Avec la loi sur le renseignement, la France s’apprête à graver dans le marbre la surveillance massive de nos communications. Voté aujourd’hui au Sénat, le texte prévoit des dispositifs de détection d’une potentielle « menace terroriste », des « boîtes noires » installées chez les opérateurs et les hébergeurs. Une surveillance algorithmique qui confie à des logiciels le soin de trouver des aiguilles dans des bottes de foin - et ce, alors que de nombreux chercheurs alertent sur le caractère intrusif d’une telle méthode et sur les risques d’erreurs, les « faux positifs ».

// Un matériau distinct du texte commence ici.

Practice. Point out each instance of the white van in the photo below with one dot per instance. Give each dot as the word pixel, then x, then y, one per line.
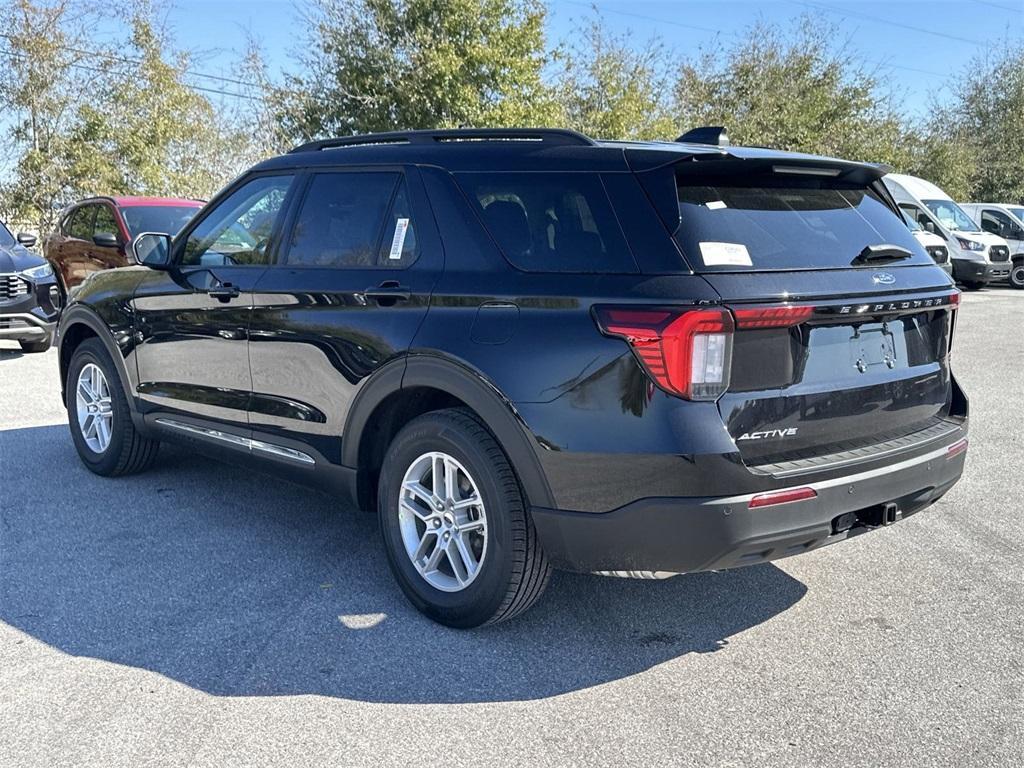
pixel 1006 221
pixel 978 257
pixel 935 246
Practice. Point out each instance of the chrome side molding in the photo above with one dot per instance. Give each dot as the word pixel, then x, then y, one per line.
pixel 238 441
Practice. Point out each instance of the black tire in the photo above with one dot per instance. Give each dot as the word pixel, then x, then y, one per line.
pixel 32 347
pixel 514 570
pixel 128 451
pixel 1017 275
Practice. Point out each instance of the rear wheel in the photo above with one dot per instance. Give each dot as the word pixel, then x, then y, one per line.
pixel 99 416
pixel 31 347
pixel 1017 275
pixel 455 524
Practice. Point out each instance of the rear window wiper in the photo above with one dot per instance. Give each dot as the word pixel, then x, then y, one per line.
pixel 881 253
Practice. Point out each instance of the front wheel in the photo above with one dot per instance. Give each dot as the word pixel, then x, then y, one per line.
pixel 100 418
pixel 1017 275
pixel 456 528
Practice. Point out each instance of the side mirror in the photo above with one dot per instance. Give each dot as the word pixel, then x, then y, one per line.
pixel 105 240
pixel 153 250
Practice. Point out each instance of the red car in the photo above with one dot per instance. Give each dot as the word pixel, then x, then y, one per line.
pixel 94 233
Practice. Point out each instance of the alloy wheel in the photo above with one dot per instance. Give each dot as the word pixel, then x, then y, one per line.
pixel 442 521
pixel 95 412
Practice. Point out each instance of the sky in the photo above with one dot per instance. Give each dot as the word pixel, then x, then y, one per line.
pixel 918 45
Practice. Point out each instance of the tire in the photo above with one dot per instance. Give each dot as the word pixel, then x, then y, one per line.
pixel 126 451
pixel 511 571
pixel 1017 275
pixel 32 347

Les révélations d’Edward Snowden l’ont amplement démontré : avec la possibilité d’intercepter, de stocker et de traiter de très grandes quantités de données, la surveillance a changé de dimension, et même de nature. « Ce n’est plus « suivez cette voiture », c’est « suivez chaque voiture » », dit ainsi l’expert en sécurité informatique américain Bruce Schneier. Pourtant, comme l’explique Snowden lui-même (lire Libération de vendredi), de nombreuses entreprises du numérique ont revu leur copie et renforcé la sécurité de leurs services. Et des équipes de développeurs travaillent sur des outils qui « peuvent permettre un accès à une protection de base du droit à la vie privée ». A l’inverse des « boîtes noires », ceux-ci sont transparents : leur code source, librement accessible, peut être examiné par des experts. Contrairement aux idées reçues, plus besoin d’être un geek averti pour s’en servir. Tour d’horizon de quelques moyens techniques pour retrouver un peu de confidentialité à l’ère de la surveillance de masse (plus d’infos dans le guide de l’ONG Tactical Tech).
SURFER HORS DES FILETS
C’est en quelque sorte le « péché originel » du Web : par défaut, on y navigue tout nu, tout ce qu’on y fait est visible - se connecter à un site, mais aussi lui transmettre un mot de passe… A partir de 1994, le protocole de connexion sécurisée HTTPS est venu remédier à cet état de fait. Il crypte (ou « chiffre », en bon français) le contenu de la communication avec un site web. Un petit cadenas apparaît alors dans la barre de navigation. Les banques et les sites de e-commerce ont été les premiers à l’utiliser. Plus récemment, la plupart des grands services internet (Google, Facebook, Twitter…) l’ont adopté. L’Electronic Frontier Foundation, l’association américaine de défense des libertés sur Internet, a lancé il y a quatre ans HTTPS Everywhere, une extension qui fonctionne avec la plupart des navigateurs, s’installe en un clic et « force » la connexion sécurisée partout où elle est possible.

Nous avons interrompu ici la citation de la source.